Three law firms and lawyers (the Central New York firm of Ferrara, Fiorenza, Larrison, Barrett and Reitz P.C., the New York City firm of Aiello and Cannick and Long Island attorney Gilbert Henoch) settled allegations in June ending improper employment arrangements with school districts and a Central New York Board of Cooperative Educational Services (“BOCES”). The settlements also rescinded all public benefits wrongfully received and required the law firms and lawyers to pay the state a total $235,000.

More recently, the Attorney General reached settlement agreements with two law firms and their partners ending decades of abuse of the public pension system and calling for payments to the state totaling $600,000. Under those settlements, the Girvin firm paid the state $500,000 and the Binghamton law firm Hogan, Sarzynski, Lynch, Surowka & DeWind LLP paid $100,000.

Last week, former Girvin firm lawyers M. Cornelia Cahill and John R. Sise, agreed to pay a total $305,000 to settle allegations that they were improperly listed as employees at an upstate BOCES for which neither actually worked.

Dan Francis said...

Understanding budgets and finances?

LOL - not when "I'll bring and keep jobs here; I'll work to reduce legislation; I'll cut your taxes; I'll..... yada, yada, yada, yap, yap, etc. play so well.

Government never gets smaller; leaner; smarter; or less bothersome -

The curent Bottom Line, sadly is not the real bottom line: We cannot spend our way out of the mess we spent our way into.

Anonymous said...

First off, to PIV. I didn't mean to find fault with your numbers.

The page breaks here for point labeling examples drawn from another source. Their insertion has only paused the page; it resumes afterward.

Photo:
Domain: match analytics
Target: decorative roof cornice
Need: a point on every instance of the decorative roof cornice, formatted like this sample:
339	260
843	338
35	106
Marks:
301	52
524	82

I was just meaning to say that the problem grows by the minute. I don't believe the amounts we read about today are even close to the reality of what we will face in coming months.

As far as the AG and his efforts. GREAT JOB. This really isn't a donkey/elephant thing at this point, although some people deserve more credit (Gov) and blame (Shelly) than others. I wholeheartedly support what Cuomo has done, although this is just the tip of the iceberg. School districts have been wallowing in money for years now. It's not surprising they lead the way in "losing" money.

And what did Danny say, "WE CANNOT SPEND OUR WAY OUT OF THE MESS WE HAVE SPENT OUR WAY IN TO"....

Perfect. I agree Danny. But why is it both parties are now ready to do another "stimulus" package? Here we go again.

Anonymous said...

First off, to PIV. I didn't mean to find fault with your numbers. I was just meaning to say that the problem grows by the minute. I don't believe the amounts we read about today are even close to the reality of what we will face in coming months.

As far as the AG and his efforts. GREAT JOB. This really isn't a donkey/elephant thing at this point, although some people deserve more credit (Gov) and blame (Shelly) than others. I wholeheartedly support what Cuomo has done, although this is just the tip of the iceberg. School districts have been wallowing in money for years now. It's not surprising they lead the way in "losing" money.

And what did Danny say, "WE CANNOT SPEND OUR WAY OUT OF THE MESS WE HAVE SPENT OUR WAY IN TO"....

Perfect. I agree Danny. But why is it both parties are now ready to do another "stimulus" package? Here we go again.